Weekly Home / Cook'n & Eat'n

Cook'n Basics 101: Roasting and Storing Bell Peppers

By Alice Osborne

Roasting the ever popular green, red, orange and yellow bell peppers brings out their inherent sweetness, and adds a savoriness and smoky flavor that contributes amazing flavor and body to recipes.

For each of these methods, you may roast the pepper whole, or slice through the pepper lengthwise and flatten it onto the cooking surface. There are 3 basic ways to roast peppers:

•  Oven method: Preheat the broiler. Place the peppers on a baking sheet or oven-proof skillet and place under the broiler until they are browned and blistered.
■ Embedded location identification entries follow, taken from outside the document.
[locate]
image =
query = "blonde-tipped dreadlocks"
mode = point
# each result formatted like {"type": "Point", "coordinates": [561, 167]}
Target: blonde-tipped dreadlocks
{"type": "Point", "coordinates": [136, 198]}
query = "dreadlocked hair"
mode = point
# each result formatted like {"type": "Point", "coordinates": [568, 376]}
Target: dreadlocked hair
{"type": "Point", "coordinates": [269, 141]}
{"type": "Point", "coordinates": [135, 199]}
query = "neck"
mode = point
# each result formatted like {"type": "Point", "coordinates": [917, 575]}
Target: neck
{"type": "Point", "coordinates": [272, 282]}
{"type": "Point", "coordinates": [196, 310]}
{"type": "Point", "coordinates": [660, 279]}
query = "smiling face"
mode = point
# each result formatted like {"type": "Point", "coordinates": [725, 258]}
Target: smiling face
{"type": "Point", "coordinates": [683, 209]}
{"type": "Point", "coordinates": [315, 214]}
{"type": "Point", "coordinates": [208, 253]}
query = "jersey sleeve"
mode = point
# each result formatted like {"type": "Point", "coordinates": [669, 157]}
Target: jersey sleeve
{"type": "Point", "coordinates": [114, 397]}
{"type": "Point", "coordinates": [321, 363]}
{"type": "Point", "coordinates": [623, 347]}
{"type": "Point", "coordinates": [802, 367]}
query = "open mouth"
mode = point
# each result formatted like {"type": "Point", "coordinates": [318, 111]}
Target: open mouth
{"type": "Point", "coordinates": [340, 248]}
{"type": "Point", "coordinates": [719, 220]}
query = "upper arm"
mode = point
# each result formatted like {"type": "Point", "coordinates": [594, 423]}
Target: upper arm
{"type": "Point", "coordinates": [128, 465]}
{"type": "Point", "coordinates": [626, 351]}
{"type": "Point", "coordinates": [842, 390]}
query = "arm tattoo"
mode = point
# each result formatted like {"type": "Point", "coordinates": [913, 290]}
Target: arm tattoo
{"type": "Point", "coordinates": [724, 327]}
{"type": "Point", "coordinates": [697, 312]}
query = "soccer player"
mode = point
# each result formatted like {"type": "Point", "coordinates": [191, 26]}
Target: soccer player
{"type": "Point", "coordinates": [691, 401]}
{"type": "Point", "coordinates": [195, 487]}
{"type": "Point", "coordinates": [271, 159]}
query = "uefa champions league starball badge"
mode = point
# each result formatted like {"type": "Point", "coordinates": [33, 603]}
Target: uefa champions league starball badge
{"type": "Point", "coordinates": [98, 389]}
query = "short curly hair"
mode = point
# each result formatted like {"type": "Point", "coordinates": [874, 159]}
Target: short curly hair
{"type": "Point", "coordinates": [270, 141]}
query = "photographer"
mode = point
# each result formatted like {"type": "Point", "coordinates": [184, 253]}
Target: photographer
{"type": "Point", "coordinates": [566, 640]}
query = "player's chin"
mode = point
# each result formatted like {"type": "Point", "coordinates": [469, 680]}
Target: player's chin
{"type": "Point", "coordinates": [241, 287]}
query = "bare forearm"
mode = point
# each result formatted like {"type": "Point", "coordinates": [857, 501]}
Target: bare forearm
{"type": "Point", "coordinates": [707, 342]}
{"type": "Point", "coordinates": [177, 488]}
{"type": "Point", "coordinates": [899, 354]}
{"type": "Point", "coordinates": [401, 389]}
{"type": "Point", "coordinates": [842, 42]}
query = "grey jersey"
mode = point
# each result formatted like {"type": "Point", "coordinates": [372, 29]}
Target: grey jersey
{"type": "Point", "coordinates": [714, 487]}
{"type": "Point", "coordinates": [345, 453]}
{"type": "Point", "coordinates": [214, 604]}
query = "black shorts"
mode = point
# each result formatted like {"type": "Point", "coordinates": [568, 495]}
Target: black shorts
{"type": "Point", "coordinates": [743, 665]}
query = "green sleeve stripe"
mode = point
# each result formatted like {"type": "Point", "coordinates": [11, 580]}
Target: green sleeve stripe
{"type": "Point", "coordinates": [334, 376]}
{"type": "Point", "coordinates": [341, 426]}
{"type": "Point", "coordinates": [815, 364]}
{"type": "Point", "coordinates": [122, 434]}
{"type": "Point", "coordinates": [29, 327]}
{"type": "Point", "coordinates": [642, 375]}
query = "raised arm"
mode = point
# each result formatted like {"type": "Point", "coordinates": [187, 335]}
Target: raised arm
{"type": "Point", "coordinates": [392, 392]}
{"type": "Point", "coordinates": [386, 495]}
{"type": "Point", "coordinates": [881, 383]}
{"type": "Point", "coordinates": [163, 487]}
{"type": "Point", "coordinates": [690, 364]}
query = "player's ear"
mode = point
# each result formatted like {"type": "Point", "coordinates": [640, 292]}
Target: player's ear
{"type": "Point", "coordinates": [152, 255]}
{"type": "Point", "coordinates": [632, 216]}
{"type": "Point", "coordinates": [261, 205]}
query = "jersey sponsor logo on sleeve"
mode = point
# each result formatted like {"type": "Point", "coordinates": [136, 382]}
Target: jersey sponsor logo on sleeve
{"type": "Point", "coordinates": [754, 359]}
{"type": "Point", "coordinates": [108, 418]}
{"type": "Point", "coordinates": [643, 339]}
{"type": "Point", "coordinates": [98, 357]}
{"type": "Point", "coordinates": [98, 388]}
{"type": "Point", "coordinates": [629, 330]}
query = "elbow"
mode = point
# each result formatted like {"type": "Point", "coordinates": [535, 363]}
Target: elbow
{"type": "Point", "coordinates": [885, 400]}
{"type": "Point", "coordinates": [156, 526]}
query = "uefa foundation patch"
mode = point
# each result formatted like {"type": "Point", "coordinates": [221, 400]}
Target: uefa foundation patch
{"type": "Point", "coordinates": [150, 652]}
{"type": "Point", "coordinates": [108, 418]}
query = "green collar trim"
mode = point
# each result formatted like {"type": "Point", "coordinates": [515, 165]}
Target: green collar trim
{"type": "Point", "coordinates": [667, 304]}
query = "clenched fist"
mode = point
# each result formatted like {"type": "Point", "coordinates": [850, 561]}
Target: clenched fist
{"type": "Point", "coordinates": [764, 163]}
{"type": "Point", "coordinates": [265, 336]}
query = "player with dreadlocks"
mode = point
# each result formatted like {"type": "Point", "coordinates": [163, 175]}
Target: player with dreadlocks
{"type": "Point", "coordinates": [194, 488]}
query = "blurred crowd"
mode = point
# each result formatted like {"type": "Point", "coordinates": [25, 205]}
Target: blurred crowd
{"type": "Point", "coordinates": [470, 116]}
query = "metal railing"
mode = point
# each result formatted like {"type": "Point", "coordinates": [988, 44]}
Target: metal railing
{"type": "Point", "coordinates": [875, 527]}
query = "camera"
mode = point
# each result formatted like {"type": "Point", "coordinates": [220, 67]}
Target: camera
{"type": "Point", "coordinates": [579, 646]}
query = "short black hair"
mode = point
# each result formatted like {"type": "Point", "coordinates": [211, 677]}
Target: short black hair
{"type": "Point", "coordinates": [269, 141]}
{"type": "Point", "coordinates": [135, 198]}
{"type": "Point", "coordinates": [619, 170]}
Be sure to check on them often; turn whole peppers occasionally so that all sides are roasted. The more charred they are, the easier they will peel and the more flavorful they will be.

•  Grill method: Lay the flattened or whole peppers directly on the hot grid. If using whole peppers, turn them frequently with tongs so that they blister evenly.

•  Stovetop method: Wearing an oven mitt to protect your hands and forearms, and, with tongs or a long-handled fork, hold the whole pepper over the gas flame and turn constantly until the pepper is evenly charred. Or, in a dry cast iron skillet over medium-high heat, "cook" and stir whole peppers or large chunks of peppers until blackened.

No matter which method you use, the next step is to transfer the blackened peppers to a paper or plastic bag and seal, or wrap them in foil, and set them aside for at least 15 or 20 minutes to steam. When cooled, the skins can be easily peeled, either with a paring knife or by holding under running water; the skins should peel off easily. Leaving on some of the char is actually tasty and adds to the smoky flavor.

Bell peppers can be frozen for use later. Freezing will cause them to lose their crispness, but they will still be fine for chopping and cooking and adding to chilies, soups, stews, and any other recipe that calls for chopped bell peppers.

To freeze bell peppers, slice off the tops and remove the seeds and as much membrane as you can. Wash and dry thoroughly. Slice peppers in quarters or sixths, depending on the size of the pepper, and spread pepper pieces on a cookie sheet or baking pan; they should not be touching.

Freeze, then store in a freezer bag in the freezer. They will thaw quickly, so, for cooking, take as many pepper pieces as you need from the bag and return the rest to the freezer. Knowing how to roast and store bell peppers is useful, because they are such health-packed vegetables. Nutritionists have discovered that all peppers, sweet or hot, contain good levels of beta-carotene (related to vitamin A) and vitamin C, the so-called "healing" vitamins.

And speaking of health factors, red bell peppers have twice as much vitamin C and 11 times the beta carotene of green bell peppers. And the hot red peppers have even more beta carotene than sweet peppers or hot green peppers. So let's start roasting the fresh ones and storing them as well, for future use.